We will finalize our visualization by adding names to the five most upregulated and downregulated genes. We will use this to draw our conclusions.

First we calculate which genes we need, and add their names to a separate column. This column only contains a name for our found genes, and nothing (an empty string as it's called `""`, this represents the absence of text) for the other genes.

In [None]:
# Define the amount of hits we are looking for
N_TOP_HITS = 5

# Find the five most upregulated genes
max_up = df.loc[df["expression"] == "UP", ["Gene.symbol", "logFC"]]
max_up.sort_values("logFC", ascending=False, inplace=True)
max_up = list(max_up["Gene.symbol"][:N_TOP_HITS])

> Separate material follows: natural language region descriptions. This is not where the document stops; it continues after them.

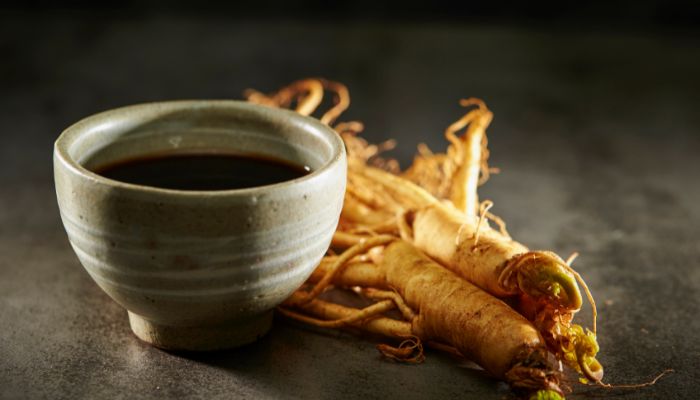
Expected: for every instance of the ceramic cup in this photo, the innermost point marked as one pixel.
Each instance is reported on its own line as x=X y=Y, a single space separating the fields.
x=199 y=270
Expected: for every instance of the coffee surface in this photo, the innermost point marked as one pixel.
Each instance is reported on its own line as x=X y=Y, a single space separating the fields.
x=203 y=171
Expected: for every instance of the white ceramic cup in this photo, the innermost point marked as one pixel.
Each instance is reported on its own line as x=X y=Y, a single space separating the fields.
x=199 y=270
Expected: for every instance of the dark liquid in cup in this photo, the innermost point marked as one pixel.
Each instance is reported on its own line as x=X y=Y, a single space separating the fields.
x=203 y=171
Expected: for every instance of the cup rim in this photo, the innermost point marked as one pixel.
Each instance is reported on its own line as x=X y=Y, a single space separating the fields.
x=90 y=122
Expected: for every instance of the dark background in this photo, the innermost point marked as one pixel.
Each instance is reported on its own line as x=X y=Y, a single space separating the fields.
x=596 y=129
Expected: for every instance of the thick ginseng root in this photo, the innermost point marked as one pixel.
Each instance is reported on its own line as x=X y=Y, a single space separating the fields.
x=505 y=268
x=481 y=327
x=441 y=308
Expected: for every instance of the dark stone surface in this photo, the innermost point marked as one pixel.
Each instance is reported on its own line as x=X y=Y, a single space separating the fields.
x=597 y=133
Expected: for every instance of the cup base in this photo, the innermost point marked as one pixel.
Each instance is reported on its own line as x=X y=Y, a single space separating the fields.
x=205 y=338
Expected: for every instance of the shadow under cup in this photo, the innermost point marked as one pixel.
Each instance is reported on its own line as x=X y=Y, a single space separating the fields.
x=199 y=270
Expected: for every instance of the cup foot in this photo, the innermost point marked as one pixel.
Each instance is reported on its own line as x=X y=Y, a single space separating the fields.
x=232 y=334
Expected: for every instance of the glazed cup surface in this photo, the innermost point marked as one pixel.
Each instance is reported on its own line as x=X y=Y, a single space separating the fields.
x=199 y=270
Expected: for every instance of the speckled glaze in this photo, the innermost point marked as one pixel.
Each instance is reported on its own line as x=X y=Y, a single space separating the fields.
x=199 y=270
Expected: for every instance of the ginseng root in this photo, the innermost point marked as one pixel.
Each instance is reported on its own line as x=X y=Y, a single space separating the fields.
x=442 y=308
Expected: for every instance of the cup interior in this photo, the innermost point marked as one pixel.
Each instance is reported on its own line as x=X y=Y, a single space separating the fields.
x=229 y=127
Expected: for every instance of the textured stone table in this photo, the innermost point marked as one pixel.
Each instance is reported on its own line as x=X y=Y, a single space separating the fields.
x=597 y=134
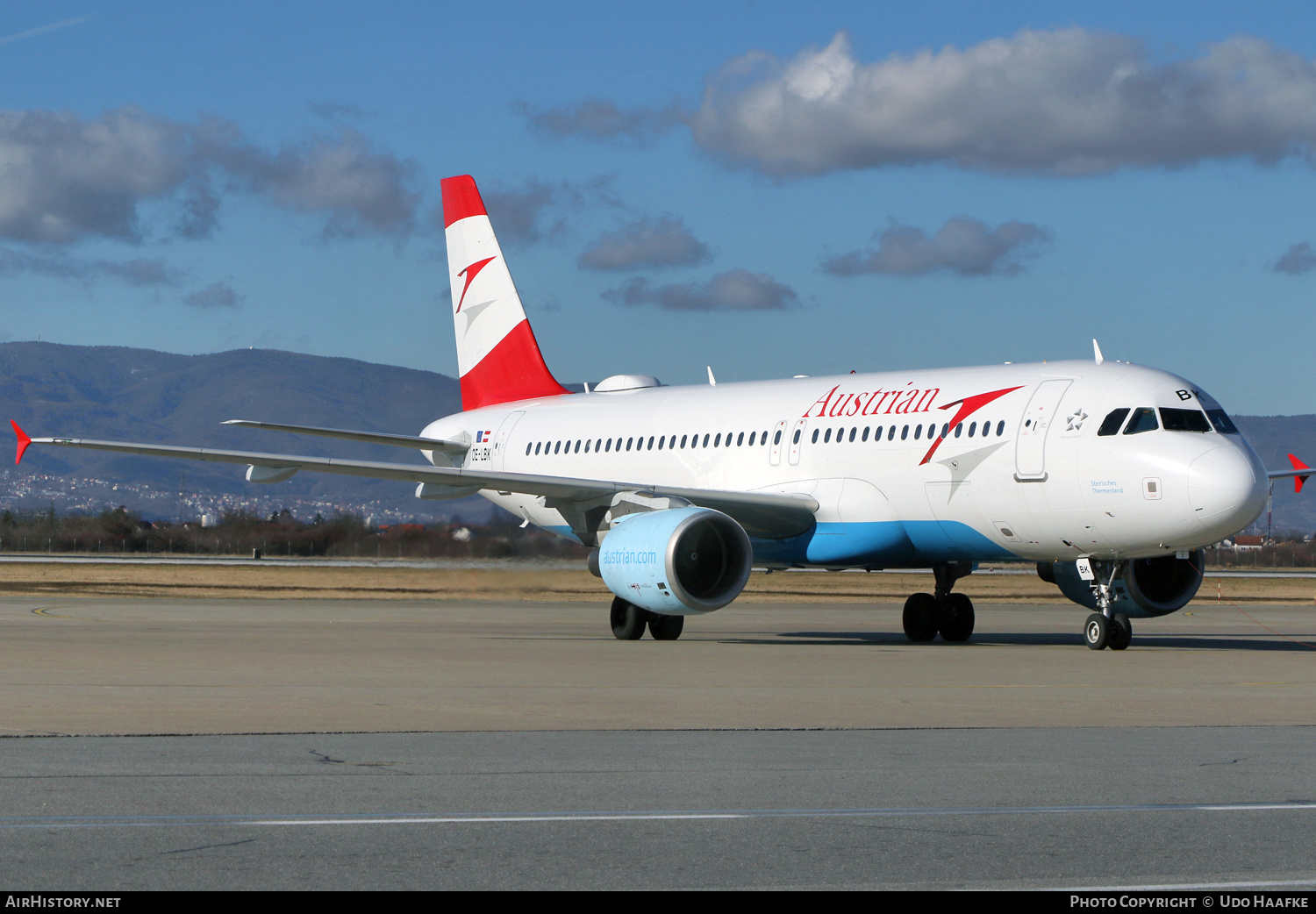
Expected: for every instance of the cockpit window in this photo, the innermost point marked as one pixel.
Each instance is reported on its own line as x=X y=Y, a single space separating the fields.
x=1112 y=423
x=1184 y=420
x=1144 y=420
x=1223 y=423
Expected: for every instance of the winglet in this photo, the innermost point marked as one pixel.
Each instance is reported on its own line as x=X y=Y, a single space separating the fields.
x=1298 y=480
x=23 y=442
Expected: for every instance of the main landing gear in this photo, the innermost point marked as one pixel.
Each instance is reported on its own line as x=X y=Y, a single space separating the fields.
x=950 y=614
x=1107 y=627
x=629 y=622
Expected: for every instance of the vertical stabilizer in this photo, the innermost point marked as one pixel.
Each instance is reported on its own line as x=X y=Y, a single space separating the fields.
x=497 y=357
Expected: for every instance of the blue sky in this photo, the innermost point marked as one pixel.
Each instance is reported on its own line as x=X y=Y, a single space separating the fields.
x=197 y=176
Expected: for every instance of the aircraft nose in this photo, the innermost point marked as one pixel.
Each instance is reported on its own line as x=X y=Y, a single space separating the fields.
x=1226 y=490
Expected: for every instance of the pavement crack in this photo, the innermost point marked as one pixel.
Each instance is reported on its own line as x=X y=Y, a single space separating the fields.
x=207 y=847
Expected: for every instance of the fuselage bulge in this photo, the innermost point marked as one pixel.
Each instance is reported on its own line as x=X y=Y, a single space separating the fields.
x=1032 y=461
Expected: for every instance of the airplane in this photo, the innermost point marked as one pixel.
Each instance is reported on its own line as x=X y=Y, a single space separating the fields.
x=1111 y=476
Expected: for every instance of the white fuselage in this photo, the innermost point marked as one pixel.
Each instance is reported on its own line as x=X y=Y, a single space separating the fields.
x=1024 y=474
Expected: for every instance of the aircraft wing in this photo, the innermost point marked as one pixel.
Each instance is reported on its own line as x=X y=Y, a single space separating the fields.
x=761 y=513
x=368 y=437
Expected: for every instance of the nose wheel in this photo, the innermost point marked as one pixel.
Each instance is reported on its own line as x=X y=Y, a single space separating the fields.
x=1113 y=632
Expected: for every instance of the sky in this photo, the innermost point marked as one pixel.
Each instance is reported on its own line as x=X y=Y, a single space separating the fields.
x=768 y=189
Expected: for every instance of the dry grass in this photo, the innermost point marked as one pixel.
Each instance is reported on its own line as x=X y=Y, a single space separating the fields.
x=294 y=582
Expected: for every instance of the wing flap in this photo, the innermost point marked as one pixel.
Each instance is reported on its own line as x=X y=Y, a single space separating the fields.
x=368 y=437
x=766 y=514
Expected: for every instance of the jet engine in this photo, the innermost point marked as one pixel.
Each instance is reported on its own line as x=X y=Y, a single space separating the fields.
x=1144 y=589
x=676 y=561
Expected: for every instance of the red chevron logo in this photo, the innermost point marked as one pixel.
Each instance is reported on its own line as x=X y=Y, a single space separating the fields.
x=470 y=273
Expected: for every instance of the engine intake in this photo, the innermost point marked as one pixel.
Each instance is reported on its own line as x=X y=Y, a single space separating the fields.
x=676 y=561
x=1145 y=588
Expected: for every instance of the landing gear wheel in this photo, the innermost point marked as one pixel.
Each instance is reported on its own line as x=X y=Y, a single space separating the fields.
x=628 y=619
x=957 y=617
x=666 y=627
x=920 y=617
x=1097 y=632
x=1121 y=632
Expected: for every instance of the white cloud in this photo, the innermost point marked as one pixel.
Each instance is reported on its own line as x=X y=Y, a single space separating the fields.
x=1066 y=102
x=734 y=289
x=963 y=246
x=647 y=242
x=1298 y=260
x=65 y=178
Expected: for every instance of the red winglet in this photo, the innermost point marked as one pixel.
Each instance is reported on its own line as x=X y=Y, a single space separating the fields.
x=1299 y=480
x=23 y=442
x=461 y=199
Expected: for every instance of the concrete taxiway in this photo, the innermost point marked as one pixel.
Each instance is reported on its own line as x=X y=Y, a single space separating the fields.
x=516 y=745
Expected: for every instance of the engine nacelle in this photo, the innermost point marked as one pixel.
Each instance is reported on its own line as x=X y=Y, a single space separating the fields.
x=676 y=561
x=1145 y=588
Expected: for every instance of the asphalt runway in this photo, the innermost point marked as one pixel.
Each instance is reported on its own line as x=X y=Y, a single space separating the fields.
x=1031 y=808
x=463 y=745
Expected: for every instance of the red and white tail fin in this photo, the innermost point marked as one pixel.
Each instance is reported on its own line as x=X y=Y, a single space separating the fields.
x=1298 y=480
x=497 y=354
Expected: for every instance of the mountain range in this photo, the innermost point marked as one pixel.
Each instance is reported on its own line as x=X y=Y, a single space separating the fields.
x=141 y=395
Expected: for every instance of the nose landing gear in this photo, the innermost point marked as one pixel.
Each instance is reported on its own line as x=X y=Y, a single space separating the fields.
x=1107 y=627
x=950 y=614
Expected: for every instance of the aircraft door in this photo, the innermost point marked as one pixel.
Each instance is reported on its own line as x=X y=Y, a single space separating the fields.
x=500 y=442
x=1031 y=444
x=778 y=434
x=797 y=439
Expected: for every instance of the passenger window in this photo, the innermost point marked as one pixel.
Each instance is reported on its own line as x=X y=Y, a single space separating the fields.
x=1144 y=420
x=1184 y=420
x=1223 y=424
x=1112 y=423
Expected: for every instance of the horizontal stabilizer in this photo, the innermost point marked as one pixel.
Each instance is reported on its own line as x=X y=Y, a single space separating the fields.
x=1299 y=472
x=368 y=437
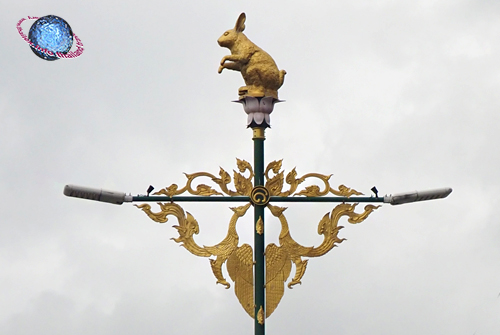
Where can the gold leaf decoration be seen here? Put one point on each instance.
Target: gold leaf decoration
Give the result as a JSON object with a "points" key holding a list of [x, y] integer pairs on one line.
{"points": [[240, 269]]}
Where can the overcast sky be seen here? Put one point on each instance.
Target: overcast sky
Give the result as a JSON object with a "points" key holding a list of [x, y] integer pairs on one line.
{"points": [[402, 95]]}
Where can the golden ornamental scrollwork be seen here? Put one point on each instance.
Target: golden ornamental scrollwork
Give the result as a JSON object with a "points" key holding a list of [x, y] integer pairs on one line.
{"points": [[242, 184], [275, 183], [279, 259], [239, 260]]}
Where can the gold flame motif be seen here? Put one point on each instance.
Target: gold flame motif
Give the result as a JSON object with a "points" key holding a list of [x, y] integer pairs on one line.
{"points": [[279, 258]]}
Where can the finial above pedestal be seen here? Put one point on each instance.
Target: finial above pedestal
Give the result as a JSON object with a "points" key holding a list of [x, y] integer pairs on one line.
{"points": [[261, 75]]}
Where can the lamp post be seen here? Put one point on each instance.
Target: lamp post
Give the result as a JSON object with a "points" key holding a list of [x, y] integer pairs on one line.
{"points": [[259, 273]]}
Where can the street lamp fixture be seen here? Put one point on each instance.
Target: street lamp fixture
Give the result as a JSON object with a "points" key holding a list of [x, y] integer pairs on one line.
{"points": [[260, 272]]}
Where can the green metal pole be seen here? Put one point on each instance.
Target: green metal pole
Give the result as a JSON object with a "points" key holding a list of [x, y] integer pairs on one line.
{"points": [[259, 272]]}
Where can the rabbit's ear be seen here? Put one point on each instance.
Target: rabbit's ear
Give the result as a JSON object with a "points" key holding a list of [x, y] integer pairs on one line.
{"points": [[240, 23]]}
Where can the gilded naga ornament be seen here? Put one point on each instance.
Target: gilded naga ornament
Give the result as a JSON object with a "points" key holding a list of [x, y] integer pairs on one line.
{"points": [[279, 259], [261, 75]]}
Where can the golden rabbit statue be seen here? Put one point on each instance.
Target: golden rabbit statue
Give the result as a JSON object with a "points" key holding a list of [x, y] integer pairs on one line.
{"points": [[261, 75]]}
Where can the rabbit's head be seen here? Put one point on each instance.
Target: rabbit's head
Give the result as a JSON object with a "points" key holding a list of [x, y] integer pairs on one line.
{"points": [[229, 37]]}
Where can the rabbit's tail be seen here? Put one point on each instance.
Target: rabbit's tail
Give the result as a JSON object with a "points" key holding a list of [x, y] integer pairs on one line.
{"points": [[282, 77]]}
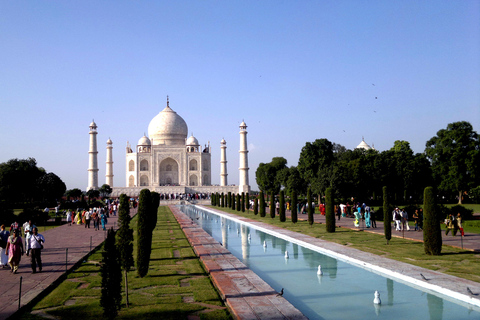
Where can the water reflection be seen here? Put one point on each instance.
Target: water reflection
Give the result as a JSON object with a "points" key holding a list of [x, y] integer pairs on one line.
{"points": [[343, 291]]}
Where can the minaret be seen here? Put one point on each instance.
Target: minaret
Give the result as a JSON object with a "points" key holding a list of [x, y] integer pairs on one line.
{"points": [[223, 163], [243, 169], [92, 158], [109, 175]]}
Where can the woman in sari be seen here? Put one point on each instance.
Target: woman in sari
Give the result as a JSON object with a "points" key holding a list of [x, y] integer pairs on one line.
{"points": [[15, 250]]}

# Find the five most downregulated genes
max_down = df.loc[df["expression"] == "DOWN", ["Gene.symbol", "logFC"]]
max_down.sort_values("logFC", ascending=True, inplace=True)
max_down = list(max_down["Gene.symbol"][:N_TOP_HITS])

# Only add labels for the found genes
def filter_labels(genename):
    if genename in max_up or genename in max_down:
        return genename
    else:
        return ""

df["label"] = df["Gene.symbol"].apply(filter_labels)
df.head()

Then we add this new column to our visualization as a label for our datapoints.

In [None]:
# Apply the labels to our plot
text = volcano.mark_text(
    align='left',
    baseline='middle',
    dx=7
).encode(
    text='label'
)

volcano + text

Using our volcano plot, we can conclude that PYGM is the most downregulated gene, while MMP1 is the most upregulated gene.